Sources confirm to ESPN that the salary cap in 2026-27 is projected to increase 7%.
— Bobby Marks (@BobbyMarks42) June 30, 2025
The maximum allowed is 10%.
The news comes at an inconvenient time this season, since teams were already making trades and free agent signings, many that extend into the 2026-27 season. The Minnesota Timberwolves signed Julius Randle and Naz Reid to long-term deals that pay them around $33.3M and $23.3M annually, respectively. That combined with the salaries for Anthony Edwards, Rudy Gobert and Jaden McDaniels means the Wolves will be paying around $169M for five players in 2026-27 — not considering Donte DiVincenzo's 12.5M.
That's difficult now that the projected salary cap is $165M for that season, with the second apron at $222M. That's $6M less than it might be with a 10 percent raise — not a huge difference, but crucial for teams calculating their payrolls to the dollar.

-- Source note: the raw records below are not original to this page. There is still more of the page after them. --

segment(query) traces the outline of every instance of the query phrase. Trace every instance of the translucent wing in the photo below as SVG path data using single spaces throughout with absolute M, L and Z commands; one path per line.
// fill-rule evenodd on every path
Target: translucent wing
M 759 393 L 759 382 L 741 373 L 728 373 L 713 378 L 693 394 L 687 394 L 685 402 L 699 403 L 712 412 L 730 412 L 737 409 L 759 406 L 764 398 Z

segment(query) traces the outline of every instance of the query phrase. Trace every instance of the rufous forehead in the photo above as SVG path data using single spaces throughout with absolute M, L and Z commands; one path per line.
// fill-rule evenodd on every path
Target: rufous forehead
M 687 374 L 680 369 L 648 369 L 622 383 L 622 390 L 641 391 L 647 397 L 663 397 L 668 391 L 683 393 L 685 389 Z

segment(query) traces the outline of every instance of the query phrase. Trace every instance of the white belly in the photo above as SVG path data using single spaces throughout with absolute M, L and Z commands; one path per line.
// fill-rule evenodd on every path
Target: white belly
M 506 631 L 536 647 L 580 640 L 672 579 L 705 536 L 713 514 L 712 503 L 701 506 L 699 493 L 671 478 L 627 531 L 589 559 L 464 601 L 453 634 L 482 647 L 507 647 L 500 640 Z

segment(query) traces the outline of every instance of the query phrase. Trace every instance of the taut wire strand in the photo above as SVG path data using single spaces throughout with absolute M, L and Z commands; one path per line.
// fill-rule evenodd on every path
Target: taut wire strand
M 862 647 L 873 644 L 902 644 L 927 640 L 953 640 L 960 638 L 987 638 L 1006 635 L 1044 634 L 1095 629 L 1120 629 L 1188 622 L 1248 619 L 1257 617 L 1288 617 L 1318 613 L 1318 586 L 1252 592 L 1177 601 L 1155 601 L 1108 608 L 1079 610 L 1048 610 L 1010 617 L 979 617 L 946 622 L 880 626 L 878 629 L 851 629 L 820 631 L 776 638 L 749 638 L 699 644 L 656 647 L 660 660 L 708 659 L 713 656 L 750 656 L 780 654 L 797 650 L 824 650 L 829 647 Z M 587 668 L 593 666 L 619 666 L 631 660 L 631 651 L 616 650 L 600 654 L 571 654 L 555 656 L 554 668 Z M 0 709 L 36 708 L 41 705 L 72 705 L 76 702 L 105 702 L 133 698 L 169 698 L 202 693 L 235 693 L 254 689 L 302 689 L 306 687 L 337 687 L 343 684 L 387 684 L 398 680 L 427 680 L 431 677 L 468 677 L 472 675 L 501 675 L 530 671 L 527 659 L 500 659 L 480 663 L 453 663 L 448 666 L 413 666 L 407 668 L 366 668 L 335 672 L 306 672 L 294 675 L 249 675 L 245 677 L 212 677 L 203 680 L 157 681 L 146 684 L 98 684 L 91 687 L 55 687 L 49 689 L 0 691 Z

The new Collective Bargaining Agreement has many provisions that can trigger a hard cap at the first or second tax apron — using the mid-level exception, making a sign-and-trade, taking back more salary in a trade than you send out. Now those aprons will be just enough lower that it can screw up a team's plans — especially teams with long-term deals on the books.
The smaller increase in the cap will also cost players who sign rookie extensions this summer that will kick in for the 2026-27 season. A standard rookie extension is worth 25 percent of the cap for the year it starts. For a player like Paolo Banchero of the Orlando Magic or the Oklahoma City Thunder's Jalen Williams, the smaller cap increase means a contract that could have started at $42.5M will now start at $41.25M, with the five percent annual raises being that much smaller.
It's possible that the cap projection could change when more revenue comes in. But there's clearly a number of front offices who are sweating the unexpected limits coming a year from now.